From the Guidelines
Medications with a high risk of hepatitis B reactivation include B-cell depleting agents, high-dose corticosteroids, anthracycline derivatives, and potent TNFα inhibitors, as stated in the most recent guidelines 1. These medications can cause reactivation in HBsAg-positive patients, with risks ranging from 10% to over 30% depending on the specific medication and patient population.
- B-cell depleting agents, such as rituximab and ofatumumab, are associated with a high risk of reactivation in both HBsAg-positive and HBsAg-negative/anti-HBc-positive patients.
- High-dose corticosteroids, such as prednisone ≥20 mg/day for ≥4 weeks, also pose a significant risk of reactivation.
- Anthracycline derivatives, such as doxorubicin and epirubicin, are associated with a high risk of reactivation, particularly in patients with hepatocellular carcinoma undergoing transarterial chemoembolization (TACE) therapy.

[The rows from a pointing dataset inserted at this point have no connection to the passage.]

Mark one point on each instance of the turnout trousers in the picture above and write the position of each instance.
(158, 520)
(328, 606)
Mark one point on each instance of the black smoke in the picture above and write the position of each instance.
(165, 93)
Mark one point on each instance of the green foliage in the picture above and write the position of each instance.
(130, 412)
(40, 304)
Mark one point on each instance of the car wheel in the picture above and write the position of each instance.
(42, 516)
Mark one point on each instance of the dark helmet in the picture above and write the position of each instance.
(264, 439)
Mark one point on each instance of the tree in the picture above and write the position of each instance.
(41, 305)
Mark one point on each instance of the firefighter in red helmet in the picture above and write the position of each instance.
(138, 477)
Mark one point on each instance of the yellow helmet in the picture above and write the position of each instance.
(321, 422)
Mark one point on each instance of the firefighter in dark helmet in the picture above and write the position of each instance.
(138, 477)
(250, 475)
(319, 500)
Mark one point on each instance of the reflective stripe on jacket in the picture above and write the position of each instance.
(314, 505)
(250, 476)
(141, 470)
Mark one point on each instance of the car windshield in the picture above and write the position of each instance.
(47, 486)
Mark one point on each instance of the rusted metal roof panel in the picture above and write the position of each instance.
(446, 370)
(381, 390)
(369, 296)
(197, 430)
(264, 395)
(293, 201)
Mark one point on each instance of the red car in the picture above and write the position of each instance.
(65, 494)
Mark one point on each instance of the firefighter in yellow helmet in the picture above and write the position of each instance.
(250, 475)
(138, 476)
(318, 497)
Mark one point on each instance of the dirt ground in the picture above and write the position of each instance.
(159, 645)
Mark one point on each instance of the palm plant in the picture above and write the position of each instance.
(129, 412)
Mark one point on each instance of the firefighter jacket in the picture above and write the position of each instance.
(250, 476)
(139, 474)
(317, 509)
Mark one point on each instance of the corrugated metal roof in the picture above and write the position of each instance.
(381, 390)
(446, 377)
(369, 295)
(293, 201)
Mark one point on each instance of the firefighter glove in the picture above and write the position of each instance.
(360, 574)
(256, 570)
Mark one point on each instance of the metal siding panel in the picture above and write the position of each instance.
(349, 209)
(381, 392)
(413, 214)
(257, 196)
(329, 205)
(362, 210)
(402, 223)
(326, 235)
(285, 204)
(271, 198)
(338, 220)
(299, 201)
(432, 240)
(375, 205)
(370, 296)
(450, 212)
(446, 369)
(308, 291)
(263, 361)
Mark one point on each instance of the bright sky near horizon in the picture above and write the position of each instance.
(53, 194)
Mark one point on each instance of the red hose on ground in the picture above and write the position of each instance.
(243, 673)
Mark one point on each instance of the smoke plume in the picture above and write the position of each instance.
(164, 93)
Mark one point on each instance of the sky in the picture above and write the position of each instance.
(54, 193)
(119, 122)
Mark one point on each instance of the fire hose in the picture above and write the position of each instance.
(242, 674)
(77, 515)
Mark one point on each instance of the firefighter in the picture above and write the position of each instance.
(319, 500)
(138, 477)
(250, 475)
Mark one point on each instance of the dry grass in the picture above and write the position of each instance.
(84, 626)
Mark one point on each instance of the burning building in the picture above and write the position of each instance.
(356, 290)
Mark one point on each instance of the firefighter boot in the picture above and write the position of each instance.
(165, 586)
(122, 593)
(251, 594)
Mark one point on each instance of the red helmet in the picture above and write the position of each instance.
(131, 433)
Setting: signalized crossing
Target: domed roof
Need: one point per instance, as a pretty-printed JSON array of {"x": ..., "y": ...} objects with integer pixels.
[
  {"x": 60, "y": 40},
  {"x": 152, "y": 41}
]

- Potent TNFα inhibitors, such as infliximab and adalimumab, carry a moderate to high risk of reactivation, depending on the specific medication and patient population. Other medications, such as cytokine-based therapies, immunophilin inhibitors, tyrosine-kinase inhibitors, and proteasome inhibitors, may also pose a risk of reactivation, although the risk is generally lower than with the medications listed above. Patients requiring these therapies should undergo HBV screening before treatment initiation, and those with evidence of current or past infection should receive prophylactic antiviral therapy, typically entecavir 0.5 mg daily or tenofovir 300 mg daily, starting 1-2 weeks before immunosuppression and continuing for 6-12 months after discontinuation to prevent potentially fatal hepatitis flares 1.
From the FDA Drug Label
5.3 Hepatitis B Virus (HBV) Reactivation Hepatitis B virus (HBV) reactivation, in some cases resulting in fulminant hepatitis, hepatic failure and death, can occur in patients treated with drugs classified as CD20-directed cytolytic antibodies, including RITUXAN 5.6 Hepatitis B Reactivation Reactivation of hepatitis B in patients who were previously infected with the hepatitis B virus (HBV) and had received concomitant TNF-blocking agents, including very rare cases (< 0.01%) with Enbrel, has been reported.
- Medications with high risk of hepatitis B reactivation:
- Key points:
- HBV reactivation can occur in patients treated with these medications, even if they are HBsAg negative but anti-HBc positive.
- Patients at risk for HBV infection should be evaluated for prior evidence of HBV infection before initiating therapy.
- Prescribers should exercise caution in prescribing these medications in patients previously infected with HBV.
- Patients who develop HBV reactivation should be considered for discontinuation of the medication and initiation of anti-viral therapy.
From the Research
Medications with High Risk of Hepatitis B Deactivation
- Rituximab is a medication that carries a high risk of hepatitis B virus (HBV) reactivation in patients with chronic or resolved hepatitis B, as shown in studies 4, 5, 6, 7, 8.
Risk Factors for HBV Reactivation
- HBsAg positivity and isolated anti-HBc positivity are risk factors for HBV reactivation in patients receiving rituximab 5.
- A higher baseline HBV DNA level (≥20 IU/mL) is an independent predictor for HBV reactivation and HBV-associated hepatitis 4.
- The cumulative rituximab dose may also play a role in HBV reactivation, with a higher dose tend to be associated with reactivation 5.
Incidence of HBV Reactivation
- The incidence of HBV reactivation in patients receiving rituximab is estimated to be around 21-64% 4, 5, 8.
- The risk of HBV reactivation continues to increase even 2 years after rituximab therapy 4.
Clinical Implications
- Prophylactic antiviral therapy is recommended for all patients with resolved HBV infection who are undergoing rituximab therapy, regardless of the indication 6, 8.
- Enhanced monitoring alone may be reasonable for patients receiving non-rituximab biologics or direct-acting antivirals (DAAs) for hepatitis C 8.